Not unfairly, the B&Q-owner Kingfisher is keen to point investors in the direction of pre-pandemic sales when it comes to its first-half results. Unfortunately, the market is having absolutely none of it.
Profits at the DIY chain have dropped by almost a third as the boom in pandemic home improvements ends, and the cost of living squeeze hits budgets.
Pretax profits at Kingfisher, which owns the B&Q and Screwfix chains, fell to £474m in the six months to 31 July, the firm reported this morning, down from £677m a year earlier.
DIY stores benefited from two key things during lockdown.
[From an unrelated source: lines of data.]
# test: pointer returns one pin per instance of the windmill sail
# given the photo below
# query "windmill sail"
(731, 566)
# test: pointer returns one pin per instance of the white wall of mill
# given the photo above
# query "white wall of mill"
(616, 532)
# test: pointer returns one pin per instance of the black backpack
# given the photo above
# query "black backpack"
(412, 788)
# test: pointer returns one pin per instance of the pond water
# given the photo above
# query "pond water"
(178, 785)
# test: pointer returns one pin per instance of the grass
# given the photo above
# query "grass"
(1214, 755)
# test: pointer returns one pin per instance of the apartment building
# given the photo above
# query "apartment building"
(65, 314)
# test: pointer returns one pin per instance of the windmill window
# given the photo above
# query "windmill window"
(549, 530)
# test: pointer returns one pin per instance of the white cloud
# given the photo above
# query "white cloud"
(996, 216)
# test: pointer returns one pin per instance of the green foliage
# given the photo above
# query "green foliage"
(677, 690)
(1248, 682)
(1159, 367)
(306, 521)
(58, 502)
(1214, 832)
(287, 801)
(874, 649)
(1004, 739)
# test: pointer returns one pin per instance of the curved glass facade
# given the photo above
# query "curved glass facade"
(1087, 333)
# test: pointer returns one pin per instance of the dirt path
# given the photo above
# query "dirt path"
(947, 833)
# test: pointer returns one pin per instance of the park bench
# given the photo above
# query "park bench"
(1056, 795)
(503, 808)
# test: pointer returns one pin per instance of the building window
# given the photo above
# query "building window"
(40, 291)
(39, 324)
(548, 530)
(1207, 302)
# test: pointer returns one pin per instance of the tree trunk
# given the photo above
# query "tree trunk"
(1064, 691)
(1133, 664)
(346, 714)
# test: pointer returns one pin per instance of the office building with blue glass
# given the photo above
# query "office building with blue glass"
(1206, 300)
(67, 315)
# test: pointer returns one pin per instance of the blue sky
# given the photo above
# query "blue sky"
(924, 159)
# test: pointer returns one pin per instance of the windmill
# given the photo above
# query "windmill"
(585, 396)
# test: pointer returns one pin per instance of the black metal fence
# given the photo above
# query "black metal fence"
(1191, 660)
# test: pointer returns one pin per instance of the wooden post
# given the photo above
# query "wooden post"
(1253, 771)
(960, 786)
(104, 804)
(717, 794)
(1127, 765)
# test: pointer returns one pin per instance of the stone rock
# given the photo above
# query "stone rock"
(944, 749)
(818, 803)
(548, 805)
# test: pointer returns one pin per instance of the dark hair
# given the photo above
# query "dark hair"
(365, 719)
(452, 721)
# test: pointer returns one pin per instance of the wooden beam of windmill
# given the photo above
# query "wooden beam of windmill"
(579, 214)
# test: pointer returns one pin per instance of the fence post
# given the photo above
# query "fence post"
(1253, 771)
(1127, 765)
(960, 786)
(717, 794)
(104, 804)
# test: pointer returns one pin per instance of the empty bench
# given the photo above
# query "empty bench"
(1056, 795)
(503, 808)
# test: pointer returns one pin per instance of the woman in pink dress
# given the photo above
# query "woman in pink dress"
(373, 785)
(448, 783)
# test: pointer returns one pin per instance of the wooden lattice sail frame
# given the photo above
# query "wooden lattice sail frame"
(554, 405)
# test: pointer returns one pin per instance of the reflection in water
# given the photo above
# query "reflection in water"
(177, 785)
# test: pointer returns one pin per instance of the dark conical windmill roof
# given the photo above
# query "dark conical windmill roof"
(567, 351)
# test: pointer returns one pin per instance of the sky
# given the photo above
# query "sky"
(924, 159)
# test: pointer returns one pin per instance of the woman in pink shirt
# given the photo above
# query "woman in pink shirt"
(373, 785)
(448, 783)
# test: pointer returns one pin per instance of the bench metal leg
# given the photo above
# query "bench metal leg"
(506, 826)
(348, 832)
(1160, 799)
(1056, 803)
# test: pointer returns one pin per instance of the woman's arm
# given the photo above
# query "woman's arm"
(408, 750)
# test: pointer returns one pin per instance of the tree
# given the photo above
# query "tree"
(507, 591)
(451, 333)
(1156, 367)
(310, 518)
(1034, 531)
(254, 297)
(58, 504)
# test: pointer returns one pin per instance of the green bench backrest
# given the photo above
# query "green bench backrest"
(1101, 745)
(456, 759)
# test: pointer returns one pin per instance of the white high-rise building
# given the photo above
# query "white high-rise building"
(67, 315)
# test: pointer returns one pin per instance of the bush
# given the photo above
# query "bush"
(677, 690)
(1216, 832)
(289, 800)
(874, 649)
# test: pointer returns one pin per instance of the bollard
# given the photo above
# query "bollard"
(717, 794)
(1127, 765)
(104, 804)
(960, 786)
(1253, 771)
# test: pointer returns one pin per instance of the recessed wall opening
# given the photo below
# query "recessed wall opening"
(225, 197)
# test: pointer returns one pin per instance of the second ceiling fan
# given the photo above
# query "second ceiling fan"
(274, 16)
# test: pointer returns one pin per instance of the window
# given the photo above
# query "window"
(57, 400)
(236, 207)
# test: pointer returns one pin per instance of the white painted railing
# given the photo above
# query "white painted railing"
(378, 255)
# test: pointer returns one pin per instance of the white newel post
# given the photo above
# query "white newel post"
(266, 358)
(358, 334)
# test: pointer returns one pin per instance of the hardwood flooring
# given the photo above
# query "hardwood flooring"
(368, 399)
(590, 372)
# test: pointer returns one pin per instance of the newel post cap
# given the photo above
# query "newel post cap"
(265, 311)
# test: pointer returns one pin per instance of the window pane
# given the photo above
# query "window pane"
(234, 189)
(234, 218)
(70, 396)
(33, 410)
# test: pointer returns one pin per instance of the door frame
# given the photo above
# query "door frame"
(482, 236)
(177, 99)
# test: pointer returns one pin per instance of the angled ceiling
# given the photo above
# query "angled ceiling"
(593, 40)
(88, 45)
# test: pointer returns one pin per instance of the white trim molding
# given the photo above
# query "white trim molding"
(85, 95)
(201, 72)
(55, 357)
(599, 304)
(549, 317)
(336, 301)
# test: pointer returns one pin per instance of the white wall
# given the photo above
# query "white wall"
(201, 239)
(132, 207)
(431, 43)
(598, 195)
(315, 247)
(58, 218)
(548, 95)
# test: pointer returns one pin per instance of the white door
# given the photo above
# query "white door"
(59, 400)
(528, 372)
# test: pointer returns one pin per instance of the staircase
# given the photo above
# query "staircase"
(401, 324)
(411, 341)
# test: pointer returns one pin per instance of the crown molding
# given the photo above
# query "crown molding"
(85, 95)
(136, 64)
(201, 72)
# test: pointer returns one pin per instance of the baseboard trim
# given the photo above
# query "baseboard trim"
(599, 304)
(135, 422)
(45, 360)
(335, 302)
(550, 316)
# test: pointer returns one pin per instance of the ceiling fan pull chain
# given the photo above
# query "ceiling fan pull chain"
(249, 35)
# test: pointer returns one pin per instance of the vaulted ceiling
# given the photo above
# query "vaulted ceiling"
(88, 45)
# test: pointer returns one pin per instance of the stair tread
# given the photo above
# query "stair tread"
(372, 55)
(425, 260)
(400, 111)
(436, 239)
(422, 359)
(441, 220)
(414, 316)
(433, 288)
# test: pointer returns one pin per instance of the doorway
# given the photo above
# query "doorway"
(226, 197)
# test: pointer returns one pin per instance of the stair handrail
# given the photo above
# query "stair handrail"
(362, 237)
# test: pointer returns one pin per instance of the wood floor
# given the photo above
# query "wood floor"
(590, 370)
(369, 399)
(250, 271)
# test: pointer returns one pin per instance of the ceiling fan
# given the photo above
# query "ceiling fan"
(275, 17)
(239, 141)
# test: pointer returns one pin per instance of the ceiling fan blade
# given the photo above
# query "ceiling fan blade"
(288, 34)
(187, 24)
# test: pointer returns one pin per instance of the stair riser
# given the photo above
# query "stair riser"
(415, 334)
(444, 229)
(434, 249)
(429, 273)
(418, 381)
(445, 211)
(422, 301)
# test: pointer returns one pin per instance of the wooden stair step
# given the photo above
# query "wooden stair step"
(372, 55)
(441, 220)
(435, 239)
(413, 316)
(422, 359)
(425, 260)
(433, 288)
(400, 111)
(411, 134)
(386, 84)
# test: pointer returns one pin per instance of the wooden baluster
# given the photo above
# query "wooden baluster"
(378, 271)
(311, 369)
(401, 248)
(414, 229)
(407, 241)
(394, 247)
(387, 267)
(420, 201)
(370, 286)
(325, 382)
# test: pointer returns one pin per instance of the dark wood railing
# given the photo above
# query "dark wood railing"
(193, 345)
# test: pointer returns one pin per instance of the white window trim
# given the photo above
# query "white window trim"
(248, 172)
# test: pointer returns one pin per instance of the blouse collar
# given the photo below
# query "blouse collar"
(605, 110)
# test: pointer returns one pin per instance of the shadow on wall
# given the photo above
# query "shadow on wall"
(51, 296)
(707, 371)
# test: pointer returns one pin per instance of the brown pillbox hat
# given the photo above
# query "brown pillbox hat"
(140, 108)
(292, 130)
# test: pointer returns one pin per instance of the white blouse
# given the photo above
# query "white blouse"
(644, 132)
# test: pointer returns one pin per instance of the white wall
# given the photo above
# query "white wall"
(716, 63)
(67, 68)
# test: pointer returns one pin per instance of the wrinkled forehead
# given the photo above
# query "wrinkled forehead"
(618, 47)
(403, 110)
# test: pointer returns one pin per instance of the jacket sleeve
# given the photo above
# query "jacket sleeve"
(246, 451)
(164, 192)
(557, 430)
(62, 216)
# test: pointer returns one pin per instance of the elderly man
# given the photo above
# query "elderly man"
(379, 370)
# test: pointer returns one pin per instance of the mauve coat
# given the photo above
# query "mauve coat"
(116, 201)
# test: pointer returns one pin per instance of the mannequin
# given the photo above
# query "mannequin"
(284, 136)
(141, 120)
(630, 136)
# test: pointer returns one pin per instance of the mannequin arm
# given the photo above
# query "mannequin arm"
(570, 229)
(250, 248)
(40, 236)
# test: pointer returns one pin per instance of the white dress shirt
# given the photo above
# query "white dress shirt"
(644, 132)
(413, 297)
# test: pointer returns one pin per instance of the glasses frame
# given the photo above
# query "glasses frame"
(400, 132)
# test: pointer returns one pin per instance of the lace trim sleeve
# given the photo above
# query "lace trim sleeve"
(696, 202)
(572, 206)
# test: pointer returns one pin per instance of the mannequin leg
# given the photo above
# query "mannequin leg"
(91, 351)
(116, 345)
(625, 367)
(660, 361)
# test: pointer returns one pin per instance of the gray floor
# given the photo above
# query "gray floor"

First they were, unlike many other retail businesses, able to trade from their physical premises.
AJ Bell’s Russ Mould said: “People stuck indoors for long periods of time took a look at tired décor or that home improvement project they had put off and decided now was the time to ‘B&Q it’ as the slogan goes.
“Arguably both of those positive tailwinds have disappeared while at the same time the powerful headwind of a cost-of-living crisis has made it extremely difficult for Kingfisher to make any headway.
“CEO Thierry Garnier may be right when he describes the results as resilient, but the message that ‘last year was a tough ask to follow’ isn’t really one investors want to hear, no matter how reasonable an excuse it might be.”